I now wished I’d listened during my drama classes as I tried my best to look impressed by the dish, hoping the others would start tucking in. They didn’t. I gobbled my last mouthful to show my satisfaction, but all this does in Samoa is show your hunger. Then came the second bowl. “Mmmm!” I quivered, as I put the spoon into my mouth.
Fualosa leaned in towards me, “We’re going to bingo later.”
“Great!” I said, not remembering if I had ever been to bingo before and wondering what ‘legs 11’ was in Samoan.
“Can I borrow some money?” she asked.
The penny dropped as to why I had been asked for lunch.
“Um, yeah. How much?”
I sat with the children in the main building while Fualosa and her husband got ready in their fale.
“We’re going now,” she announced as she came into the house. I stood up to go with her.
“You can stay here, we’ll see you tomorrow.”
I was even more astounded now than at my discovery of corned beef.
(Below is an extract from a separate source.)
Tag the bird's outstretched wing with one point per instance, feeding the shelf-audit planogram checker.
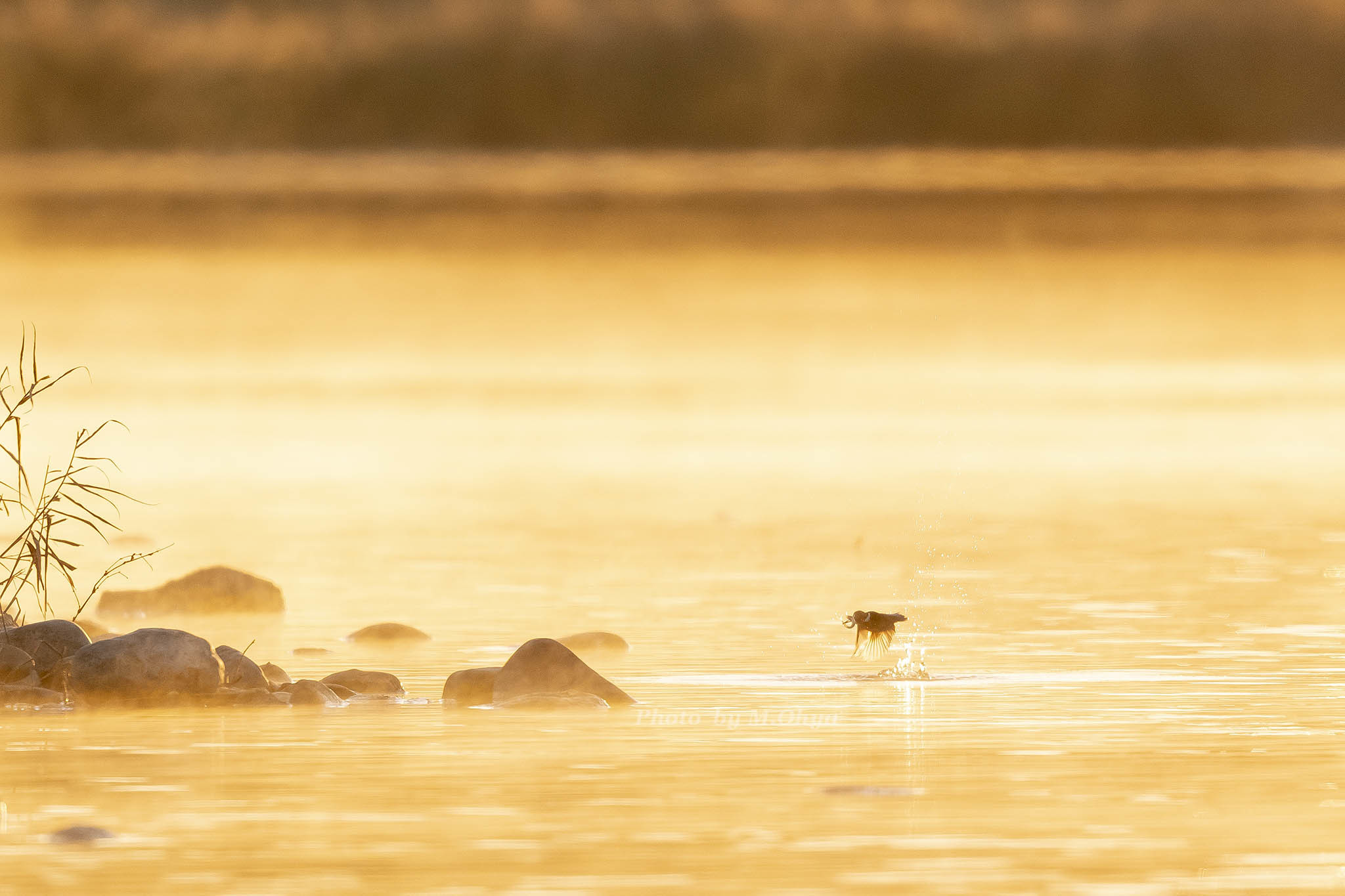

I sat back down, speechless, while the kids tried to teach me the basics of a game in Samoan.
“She leave you?” her sister said when she came in to see me.
“Where is she?”
Her sister looked furious. “She ask for money?”
I nodded uncomfortably.
“She is not Samoan. This is not Samoan.” The sister now looked and sounded mortified.
“Come with me!”
She took me to her fale, a thatched wooden hut, where we sat on the floor and she skilfully made me a hand woven palm-leaf bag. “Next time, you stay with me, not her!”
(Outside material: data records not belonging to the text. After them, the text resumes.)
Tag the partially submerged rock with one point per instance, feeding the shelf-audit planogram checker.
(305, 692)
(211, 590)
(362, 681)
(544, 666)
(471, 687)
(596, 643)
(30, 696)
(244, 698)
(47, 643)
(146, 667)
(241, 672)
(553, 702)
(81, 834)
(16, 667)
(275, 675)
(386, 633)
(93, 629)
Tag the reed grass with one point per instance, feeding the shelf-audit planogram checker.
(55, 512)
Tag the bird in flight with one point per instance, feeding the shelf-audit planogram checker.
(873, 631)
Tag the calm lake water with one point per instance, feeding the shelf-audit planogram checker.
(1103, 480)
A couple of hours later we wound back at the main building and I was shown to my bed, which already had someone in it. “You don’t mind sharing?”
“Um, no,” I replied. I was now becoming quite adept at keeping the surprise from my voice.
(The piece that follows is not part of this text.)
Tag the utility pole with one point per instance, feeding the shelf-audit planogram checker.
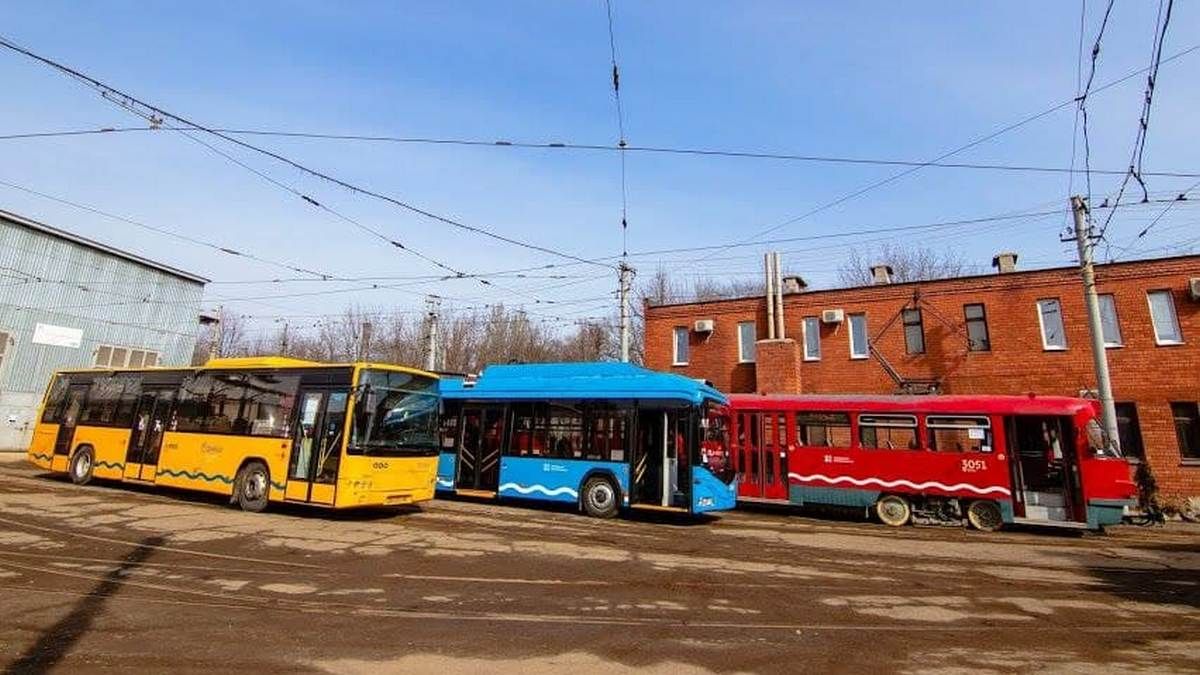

I crept under the mosquito net and lay like a corpse all night, so as not to wake the female relative next to me. At two in the morning, I heard Fualosa drunkenly sway past the house. At six in the morning, I heard the mother banging pots together outside Fualosa’s fale.
“Morning,” Fualosa ventured to me with a sore head as we made our way to the table for breakfast. The mother threw a terrifying glare at her. Then she smiled apologetically at me and put the wonderfully fresh Samoan breakfast of papaya and coconut in front of me.
“Eat!” the mother smiled, attempting to speak English with me. I beamed back at her.
Fualosa went to help herself to a slice of fruit but the mother scowled and shooed her away to the kitchen. Sheepishly Fualosa reappeared with a bowl of cold corned beef and cucumber soup.
She slowly put an insipid spoonful into her mouth and feigned delight, “Mmmm!” she said. A wry smile crept across my face. Acting was becoming second nature to both of us.